ISRI member calls for immigration reform - Scrap Industry News - Institute of Scrap Recycling Industries Inc - Brief Article

Recycling Today, Oct, 2002

A Utah-based scrap recycler and long-time member of the Institute of Scrap Recycling Industries Inc. (ISRI) is urging the trade group to push for immigration reform.

Speaking at the ISRI Commodity Roundtables held in September in Chicago, Don Lewon, president of Utah Metal Works Inc., Salt Lake City, declared that the scrap industry's workforce is threatened by new immigration crackdowns imposed after last year's September 11 attacks.

"Like many recyclers, particularly in the West and South, we have a number of talented and hard-working Hispanic workers at our company," said Lewon.

Lewon stated that both ISRI and U.S. business owners at large have not acknowledged their dependence on Hispanic immigrants. "The Hispanic U.S. work force is large, and we've failed to recognize the impact of the Latino worker on the U.S. economy," he remarked.

Since the September 11 attacks, the federal government has been much stricter in its enforcement of employer documentation of workers, mandating the filing of such proof of citizenship documents as the I-9 form.

"The 9/11 attacks have caused a change on the labor front. The federal government is now using industry vicariously as agents of the Labor Department," he declared.
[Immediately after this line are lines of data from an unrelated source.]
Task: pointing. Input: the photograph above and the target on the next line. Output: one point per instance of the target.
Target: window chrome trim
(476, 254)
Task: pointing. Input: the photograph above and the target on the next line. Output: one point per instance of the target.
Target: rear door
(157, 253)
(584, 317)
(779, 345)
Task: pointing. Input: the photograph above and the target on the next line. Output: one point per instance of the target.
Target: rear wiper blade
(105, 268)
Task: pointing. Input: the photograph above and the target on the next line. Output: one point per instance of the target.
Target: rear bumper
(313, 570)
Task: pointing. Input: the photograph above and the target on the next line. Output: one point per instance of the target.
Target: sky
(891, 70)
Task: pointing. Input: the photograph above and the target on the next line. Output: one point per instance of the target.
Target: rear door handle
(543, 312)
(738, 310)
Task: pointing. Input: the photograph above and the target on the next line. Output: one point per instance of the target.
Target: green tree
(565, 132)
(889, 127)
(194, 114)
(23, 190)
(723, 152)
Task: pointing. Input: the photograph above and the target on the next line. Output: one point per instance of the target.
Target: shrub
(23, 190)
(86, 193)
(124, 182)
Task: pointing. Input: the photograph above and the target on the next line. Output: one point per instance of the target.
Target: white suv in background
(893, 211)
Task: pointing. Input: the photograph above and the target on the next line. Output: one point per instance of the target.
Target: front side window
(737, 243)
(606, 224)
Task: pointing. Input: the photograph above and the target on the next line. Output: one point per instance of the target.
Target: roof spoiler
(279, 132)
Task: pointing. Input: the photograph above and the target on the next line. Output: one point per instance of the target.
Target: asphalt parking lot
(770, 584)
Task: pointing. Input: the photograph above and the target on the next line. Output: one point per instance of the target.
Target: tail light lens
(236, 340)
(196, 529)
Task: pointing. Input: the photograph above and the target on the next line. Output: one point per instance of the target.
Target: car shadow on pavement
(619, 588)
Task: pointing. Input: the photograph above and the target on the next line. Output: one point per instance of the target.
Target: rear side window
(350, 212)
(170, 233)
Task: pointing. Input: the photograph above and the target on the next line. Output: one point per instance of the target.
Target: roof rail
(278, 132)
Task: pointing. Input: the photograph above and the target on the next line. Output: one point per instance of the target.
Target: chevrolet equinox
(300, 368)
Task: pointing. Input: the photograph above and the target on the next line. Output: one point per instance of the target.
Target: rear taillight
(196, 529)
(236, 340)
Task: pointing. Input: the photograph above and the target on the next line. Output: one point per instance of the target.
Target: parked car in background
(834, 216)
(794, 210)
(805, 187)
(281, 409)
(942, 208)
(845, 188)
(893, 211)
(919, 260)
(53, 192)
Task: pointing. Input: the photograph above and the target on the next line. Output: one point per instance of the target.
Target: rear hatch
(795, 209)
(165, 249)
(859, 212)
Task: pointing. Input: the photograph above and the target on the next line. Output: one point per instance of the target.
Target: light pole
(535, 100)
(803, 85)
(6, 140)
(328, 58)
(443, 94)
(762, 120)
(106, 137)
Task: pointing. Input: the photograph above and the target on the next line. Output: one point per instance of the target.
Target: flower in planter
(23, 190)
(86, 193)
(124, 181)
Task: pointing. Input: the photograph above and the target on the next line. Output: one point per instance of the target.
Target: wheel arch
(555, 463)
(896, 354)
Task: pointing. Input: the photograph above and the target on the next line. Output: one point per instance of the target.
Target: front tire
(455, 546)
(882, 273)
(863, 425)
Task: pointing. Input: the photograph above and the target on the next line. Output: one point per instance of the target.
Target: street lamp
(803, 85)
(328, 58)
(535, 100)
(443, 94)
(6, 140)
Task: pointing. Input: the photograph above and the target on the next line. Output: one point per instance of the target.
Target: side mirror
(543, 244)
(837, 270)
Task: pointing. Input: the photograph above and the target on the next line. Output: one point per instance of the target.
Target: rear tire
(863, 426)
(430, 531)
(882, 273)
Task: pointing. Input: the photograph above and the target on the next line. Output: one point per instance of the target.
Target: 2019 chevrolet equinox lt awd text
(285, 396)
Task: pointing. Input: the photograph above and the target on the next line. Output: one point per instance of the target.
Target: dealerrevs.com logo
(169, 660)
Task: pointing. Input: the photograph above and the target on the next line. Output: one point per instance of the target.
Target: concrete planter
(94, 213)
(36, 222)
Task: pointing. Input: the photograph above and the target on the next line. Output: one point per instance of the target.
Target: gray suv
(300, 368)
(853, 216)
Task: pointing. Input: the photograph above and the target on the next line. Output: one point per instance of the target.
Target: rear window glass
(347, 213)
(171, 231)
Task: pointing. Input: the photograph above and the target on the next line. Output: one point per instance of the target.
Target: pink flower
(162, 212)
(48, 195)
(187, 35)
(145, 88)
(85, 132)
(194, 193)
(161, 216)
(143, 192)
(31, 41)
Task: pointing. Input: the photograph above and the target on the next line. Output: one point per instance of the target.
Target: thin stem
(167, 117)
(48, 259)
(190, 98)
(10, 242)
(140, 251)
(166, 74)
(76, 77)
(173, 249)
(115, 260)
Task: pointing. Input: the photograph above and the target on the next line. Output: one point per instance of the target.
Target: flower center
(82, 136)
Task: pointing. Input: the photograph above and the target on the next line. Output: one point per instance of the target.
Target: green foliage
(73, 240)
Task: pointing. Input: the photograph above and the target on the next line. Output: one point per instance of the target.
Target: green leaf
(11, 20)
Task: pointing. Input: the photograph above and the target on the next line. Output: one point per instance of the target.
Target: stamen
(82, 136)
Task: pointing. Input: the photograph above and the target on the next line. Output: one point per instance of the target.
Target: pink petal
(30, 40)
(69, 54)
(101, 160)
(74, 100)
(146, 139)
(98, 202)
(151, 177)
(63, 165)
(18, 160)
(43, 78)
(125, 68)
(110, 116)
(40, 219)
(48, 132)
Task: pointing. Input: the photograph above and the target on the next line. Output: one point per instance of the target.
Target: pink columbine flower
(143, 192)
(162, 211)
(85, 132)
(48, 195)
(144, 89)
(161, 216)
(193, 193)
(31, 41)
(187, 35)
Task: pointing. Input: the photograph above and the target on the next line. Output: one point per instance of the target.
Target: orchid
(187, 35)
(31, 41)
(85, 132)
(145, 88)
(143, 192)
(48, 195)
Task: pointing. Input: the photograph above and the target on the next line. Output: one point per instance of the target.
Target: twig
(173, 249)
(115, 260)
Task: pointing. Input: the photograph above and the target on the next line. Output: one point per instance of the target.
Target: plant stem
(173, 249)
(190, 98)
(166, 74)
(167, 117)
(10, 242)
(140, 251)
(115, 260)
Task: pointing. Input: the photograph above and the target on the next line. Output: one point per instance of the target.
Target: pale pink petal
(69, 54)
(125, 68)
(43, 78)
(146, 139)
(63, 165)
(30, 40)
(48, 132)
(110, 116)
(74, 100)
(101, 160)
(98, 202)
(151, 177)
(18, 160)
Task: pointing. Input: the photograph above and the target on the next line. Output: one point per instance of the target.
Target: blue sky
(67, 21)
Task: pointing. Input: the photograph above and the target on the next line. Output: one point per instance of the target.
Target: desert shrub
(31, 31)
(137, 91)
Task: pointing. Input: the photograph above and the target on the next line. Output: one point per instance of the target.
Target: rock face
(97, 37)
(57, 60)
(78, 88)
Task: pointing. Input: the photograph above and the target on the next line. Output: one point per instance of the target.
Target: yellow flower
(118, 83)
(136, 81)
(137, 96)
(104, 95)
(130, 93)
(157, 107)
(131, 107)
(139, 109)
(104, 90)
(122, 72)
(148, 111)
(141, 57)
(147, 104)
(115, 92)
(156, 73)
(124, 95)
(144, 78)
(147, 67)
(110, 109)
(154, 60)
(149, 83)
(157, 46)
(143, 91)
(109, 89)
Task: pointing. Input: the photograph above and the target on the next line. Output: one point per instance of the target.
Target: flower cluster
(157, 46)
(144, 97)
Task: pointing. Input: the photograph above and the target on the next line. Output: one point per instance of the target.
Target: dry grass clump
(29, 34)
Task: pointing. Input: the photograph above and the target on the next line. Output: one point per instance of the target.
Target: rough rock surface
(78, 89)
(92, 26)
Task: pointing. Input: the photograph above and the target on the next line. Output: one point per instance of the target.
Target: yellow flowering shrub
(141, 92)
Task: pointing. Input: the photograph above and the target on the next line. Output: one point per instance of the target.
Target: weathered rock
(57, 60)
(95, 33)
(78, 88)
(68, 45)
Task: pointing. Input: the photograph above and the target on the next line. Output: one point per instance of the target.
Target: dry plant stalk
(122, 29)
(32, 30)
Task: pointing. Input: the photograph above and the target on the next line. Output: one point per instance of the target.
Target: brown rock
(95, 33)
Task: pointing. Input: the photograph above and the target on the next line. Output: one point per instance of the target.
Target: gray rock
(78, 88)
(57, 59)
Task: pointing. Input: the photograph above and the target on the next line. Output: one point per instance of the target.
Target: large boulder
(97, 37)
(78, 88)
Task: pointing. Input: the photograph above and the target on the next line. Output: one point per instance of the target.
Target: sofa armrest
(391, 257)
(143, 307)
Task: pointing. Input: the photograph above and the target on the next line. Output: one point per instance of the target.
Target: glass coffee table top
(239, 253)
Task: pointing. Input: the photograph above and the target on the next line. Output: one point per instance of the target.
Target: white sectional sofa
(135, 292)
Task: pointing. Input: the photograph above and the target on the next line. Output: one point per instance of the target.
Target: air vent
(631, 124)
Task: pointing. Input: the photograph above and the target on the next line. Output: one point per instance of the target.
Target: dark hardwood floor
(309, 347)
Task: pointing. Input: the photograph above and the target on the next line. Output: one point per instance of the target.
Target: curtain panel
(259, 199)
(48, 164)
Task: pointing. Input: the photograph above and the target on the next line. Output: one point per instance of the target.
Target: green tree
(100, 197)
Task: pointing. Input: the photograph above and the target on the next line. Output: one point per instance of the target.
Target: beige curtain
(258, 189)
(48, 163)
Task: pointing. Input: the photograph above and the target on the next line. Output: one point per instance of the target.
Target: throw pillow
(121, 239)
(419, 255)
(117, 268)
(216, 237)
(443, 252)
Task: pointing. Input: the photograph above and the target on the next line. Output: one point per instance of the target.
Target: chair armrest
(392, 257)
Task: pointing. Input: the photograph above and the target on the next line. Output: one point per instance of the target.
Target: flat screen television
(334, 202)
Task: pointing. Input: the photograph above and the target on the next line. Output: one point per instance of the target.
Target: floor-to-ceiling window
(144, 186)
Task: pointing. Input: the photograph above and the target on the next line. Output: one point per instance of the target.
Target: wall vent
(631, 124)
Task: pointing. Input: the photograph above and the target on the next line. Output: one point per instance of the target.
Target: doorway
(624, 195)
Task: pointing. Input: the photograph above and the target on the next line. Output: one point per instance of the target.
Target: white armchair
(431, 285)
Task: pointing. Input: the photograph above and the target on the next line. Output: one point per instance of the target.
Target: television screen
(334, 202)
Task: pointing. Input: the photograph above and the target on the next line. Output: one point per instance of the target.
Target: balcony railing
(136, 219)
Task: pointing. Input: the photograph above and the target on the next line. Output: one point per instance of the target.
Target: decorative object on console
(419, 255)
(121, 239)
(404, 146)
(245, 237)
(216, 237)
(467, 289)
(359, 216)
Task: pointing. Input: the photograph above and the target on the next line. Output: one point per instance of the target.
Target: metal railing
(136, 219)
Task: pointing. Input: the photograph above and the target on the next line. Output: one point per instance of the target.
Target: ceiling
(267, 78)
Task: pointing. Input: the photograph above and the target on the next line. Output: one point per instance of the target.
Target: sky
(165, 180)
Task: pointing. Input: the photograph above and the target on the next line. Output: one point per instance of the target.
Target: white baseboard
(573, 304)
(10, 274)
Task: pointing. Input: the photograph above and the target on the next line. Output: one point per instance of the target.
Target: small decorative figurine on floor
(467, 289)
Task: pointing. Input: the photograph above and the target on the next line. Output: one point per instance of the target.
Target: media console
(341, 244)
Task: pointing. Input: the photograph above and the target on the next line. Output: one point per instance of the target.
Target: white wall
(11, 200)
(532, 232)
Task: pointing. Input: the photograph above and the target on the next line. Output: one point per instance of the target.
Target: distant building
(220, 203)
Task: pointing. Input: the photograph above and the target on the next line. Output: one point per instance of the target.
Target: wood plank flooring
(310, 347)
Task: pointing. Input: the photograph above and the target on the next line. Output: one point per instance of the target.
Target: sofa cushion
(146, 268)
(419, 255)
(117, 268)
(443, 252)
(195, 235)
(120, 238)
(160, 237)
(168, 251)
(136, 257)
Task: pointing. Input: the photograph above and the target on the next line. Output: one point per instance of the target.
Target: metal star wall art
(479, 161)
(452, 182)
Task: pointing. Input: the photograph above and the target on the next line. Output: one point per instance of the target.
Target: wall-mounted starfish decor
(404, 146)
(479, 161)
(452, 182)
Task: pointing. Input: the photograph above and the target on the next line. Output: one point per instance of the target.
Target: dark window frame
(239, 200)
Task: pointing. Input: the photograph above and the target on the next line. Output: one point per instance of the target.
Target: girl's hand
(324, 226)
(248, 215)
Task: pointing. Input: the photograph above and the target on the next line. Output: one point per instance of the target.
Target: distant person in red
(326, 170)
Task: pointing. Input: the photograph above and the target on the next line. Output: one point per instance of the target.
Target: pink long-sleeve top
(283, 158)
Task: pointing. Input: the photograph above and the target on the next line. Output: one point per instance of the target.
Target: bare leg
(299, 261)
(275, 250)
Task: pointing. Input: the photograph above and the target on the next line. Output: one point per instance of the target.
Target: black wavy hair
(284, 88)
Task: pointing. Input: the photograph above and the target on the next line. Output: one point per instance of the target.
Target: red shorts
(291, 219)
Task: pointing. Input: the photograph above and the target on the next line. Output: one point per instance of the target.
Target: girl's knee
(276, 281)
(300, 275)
Lewon said his own company is helping undocumented immigrants retain legal assistance to stay in the U.S., but said it will be difficult for companies to go it alone on this issue.

He called on ISRI to work with other trade associations to advocate reform. Lewon listed the construction, health care and several other industries that would be natural allies for ISRI in its efforts to push for reform.